26 de octubre de 2015

Comerse a uno mismo

Lima ha querido comerme. De vez en cuando lo ha conseguido.
Yo también la he devorado; en calles, mercados, plazas, parques, ferias, restaurantes, casas de familia… Allá donde voy, muerdo, mastico, trago colores, especies, ajíes, limones y cebollas. A los pocos días de llegar, conocí a Sandra, una artista de la ciudad que me advirtió que comer, era el deporte nacional. Después de varios días, lo entiendo, porque a medida que yo me como la ciudad, ella me come a mí. En todos los sentidos que esto pueda entenderse.



Hace un año conocí a Antonio Román, fue nuestro guía en una ruta de senderismo (observación de aves incluida), entre Estepona y Marbella. Desde la distancia, dada por el hecho de que éramos un grupo grande, admiré todo su conocimiento. Unos meses después, cámara en mano, me tocó cubrir la presentación de su libro Las aves de la Gran senda de Málaga. La tercera vez que lo conocí, fue el mismo día que partí a Lima.
─¡Es la tercera vez que nos conocemos!
─(Risas).

Otra de las cosas que suelo devorar aquí, son películas. La última: Un albergue en Tokio de Ozu. En ella, un padre y sus hijos deambulan por la capital en búsqueda de una vida mejor. Los primeros minutos son angustiantes porque los personajes no logran conciliar sus caracteres con la gran ciudad. En general, es una película bastante triste.
Durante estas primeras semanas, me he sentido un poco como esos niños. No sé cómo lo hizo Ozu, pero cuando ves esas escenas, da la sensación de que el mundo se está riendo de ellos, y el mundo durante esos minutos, es Tokio. Como mi mundo es Lima.

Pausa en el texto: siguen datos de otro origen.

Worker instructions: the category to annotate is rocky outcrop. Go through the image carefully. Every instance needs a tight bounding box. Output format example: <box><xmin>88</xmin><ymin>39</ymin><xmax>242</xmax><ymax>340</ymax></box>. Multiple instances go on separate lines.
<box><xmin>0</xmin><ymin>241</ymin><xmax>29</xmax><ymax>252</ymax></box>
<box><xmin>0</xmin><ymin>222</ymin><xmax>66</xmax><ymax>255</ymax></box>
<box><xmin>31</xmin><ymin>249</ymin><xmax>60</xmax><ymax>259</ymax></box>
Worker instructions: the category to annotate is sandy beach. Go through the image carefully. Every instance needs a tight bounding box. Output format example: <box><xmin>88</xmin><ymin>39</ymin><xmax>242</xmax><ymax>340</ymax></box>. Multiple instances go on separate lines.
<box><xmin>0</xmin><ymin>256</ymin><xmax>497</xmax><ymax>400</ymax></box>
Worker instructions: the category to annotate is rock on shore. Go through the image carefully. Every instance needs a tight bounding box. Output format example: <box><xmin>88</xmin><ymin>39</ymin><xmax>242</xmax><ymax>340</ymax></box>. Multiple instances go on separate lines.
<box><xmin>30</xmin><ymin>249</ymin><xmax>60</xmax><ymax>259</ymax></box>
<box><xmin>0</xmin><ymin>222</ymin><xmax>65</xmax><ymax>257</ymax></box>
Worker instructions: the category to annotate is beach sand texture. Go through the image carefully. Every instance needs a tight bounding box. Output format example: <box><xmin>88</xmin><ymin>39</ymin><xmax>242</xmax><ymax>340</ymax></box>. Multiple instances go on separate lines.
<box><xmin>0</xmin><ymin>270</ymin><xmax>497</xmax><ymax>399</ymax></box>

Por cuarta vez Antonio y yo nos encontramos, esta vez aquí y no allá. Durante dos días hablamos de política y de aves, de mí y de él. Guía particular que me ha contado de alas, picos y plumas, allá donde quiera que la ciudad intentaba comernos.
Pero así como él habló de aves, yo hablé de nubes. Lo llevé al asentamiento humano donde estoy trabajando, en lo más alto de la ciudad, para que conociera de primera mano, el fenómeno. Esa tarde tuvimos suerte de encontrarnos con mucha neblina. Entonces recordé otra de las advertencias de Sandra: Cuando estás dentro de las nubes, acabas convirtiéndote en un atrapaniebla.
En los niños de Ozu, no solo me reconozco a mí, sino también a los niños del asentamiento. Algunos jugaron fútbol con Antonio. Gracias a ellos, entiendo también la obra de Sandra y su metáfora sobre las nubes, las promesas y los sueños; y todo aquello que en la vida intentamos atrapar y se nos escapa. Con ella tomé chocolate y con Antonio un ceviche. No siempre como solo.

Así, mientras comemos y nos comen, como Tokio a los suyos, Lima empieza a ser aquello que inconscientemente buscaba, el lugar en el que, de tanto descubrir, de tanto silencio, de tanta soledad… comienzo, entre nubes, a devorarme a mí mismo.